Apakah ini artinya internet membuat cara berpikir kita dangkal? Menurut saya, bisa jadi, tetapi tergantung seperti apa kita menggunakan internet. Buku yang telah diterjemahkan ke dalam 17 bahasa ini tidak menyuruh kita berhenti menggunakan internet. Buku ini tak juga menyuruh kita hanya membaca buku cetak.

Dengan segala pemaparan penulis disertai pengalaman orang-orang atas penggunaan internet, juga penjabaran penulis tentang sejarah alat-alat berpikir dari mulai alfabet hingga komputer, saya mengambil satu kesimpulan penting, bahwa ketika internet digunakan dalam tataran sekunder, sedangkan primernya adalah membaca buku, maka internet bisa menjadi teman bagi cara berpikir mendalam kita.
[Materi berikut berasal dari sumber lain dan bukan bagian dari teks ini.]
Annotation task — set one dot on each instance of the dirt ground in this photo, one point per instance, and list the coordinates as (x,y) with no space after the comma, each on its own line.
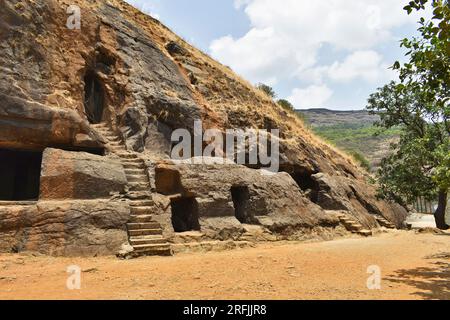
(413,266)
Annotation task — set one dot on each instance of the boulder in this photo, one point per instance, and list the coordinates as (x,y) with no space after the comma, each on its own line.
(67,228)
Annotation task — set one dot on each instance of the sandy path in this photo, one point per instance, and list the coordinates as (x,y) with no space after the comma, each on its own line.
(326,270)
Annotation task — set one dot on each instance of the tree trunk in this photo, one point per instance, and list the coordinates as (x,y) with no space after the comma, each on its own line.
(439,215)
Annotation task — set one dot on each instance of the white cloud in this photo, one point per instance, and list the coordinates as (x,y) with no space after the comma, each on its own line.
(311,97)
(364,65)
(285,38)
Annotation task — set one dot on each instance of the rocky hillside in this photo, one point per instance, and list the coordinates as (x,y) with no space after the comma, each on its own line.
(353,132)
(129,73)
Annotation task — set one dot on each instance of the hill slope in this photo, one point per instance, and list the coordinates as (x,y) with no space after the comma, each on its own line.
(352,131)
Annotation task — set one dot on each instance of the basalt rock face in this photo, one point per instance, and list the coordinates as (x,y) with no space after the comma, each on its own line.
(80,175)
(70,228)
(127,70)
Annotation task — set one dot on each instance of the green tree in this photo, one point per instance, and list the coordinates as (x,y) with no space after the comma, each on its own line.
(267,90)
(420,105)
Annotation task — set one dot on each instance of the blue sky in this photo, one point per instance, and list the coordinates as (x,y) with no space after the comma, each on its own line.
(329,53)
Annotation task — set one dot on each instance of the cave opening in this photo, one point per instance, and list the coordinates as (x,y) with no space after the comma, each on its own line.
(241,198)
(94,98)
(20,173)
(185,215)
(305,182)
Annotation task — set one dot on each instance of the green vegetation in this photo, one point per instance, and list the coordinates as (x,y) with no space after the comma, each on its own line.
(420,105)
(286,105)
(347,133)
(364,142)
(363,162)
(267,90)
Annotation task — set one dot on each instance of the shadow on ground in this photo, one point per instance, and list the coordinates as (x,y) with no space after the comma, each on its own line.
(432,283)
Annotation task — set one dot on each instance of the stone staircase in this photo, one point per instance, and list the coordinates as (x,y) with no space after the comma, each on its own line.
(353,226)
(144,234)
(384,223)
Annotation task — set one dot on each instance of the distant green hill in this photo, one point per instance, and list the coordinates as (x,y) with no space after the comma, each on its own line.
(353,132)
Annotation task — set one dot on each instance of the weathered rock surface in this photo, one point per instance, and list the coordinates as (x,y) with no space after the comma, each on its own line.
(229,196)
(80,175)
(70,228)
(145,82)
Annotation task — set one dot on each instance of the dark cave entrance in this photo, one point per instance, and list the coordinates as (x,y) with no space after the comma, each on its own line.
(305,182)
(241,198)
(185,214)
(94,98)
(20,173)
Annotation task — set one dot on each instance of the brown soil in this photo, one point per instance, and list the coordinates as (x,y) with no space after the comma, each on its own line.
(414,266)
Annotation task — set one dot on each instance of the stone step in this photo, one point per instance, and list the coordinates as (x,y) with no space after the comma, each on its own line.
(145,232)
(133,165)
(141,210)
(143,225)
(137,178)
(135,171)
(137,241)
(142,203)
(139,195)
(154,249)
(132,161)
(141,218)
(127,155)
(138,186)
(100,125)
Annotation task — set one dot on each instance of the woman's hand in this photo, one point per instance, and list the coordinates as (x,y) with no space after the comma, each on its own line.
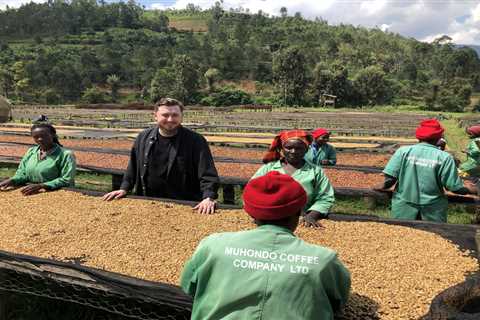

Tetapi jika sebaliknya, inilah yang terjadi kemudian, bahwa kita menjadi malas membaca bacaan yang panjang dan berujung pada kedangkalan berpikir.

Seperti yang diajarkan nabi kita, bahwa segala sesuatu yang berlebihan itu tidak memberi kebaikan. Begitu juga dengan internet. Selain kemudahan dan kesenangan yang ditawarkannya, ketergantungan terhadap internet ternyata memiliki konsekuensi fisik dan kebiasaan hidup kita.

Ketika cara berpikir secara mendalam kita lambat laun tergerus, yang tersisa hanyalah pola berpikir karbitan yang rapuh. Jadi, seimbanglah. Memperbanyak membaca buku, menurut Nicholas Carr, akan lebih membuat cara berpikirmu lebih mendalam dan kreatif.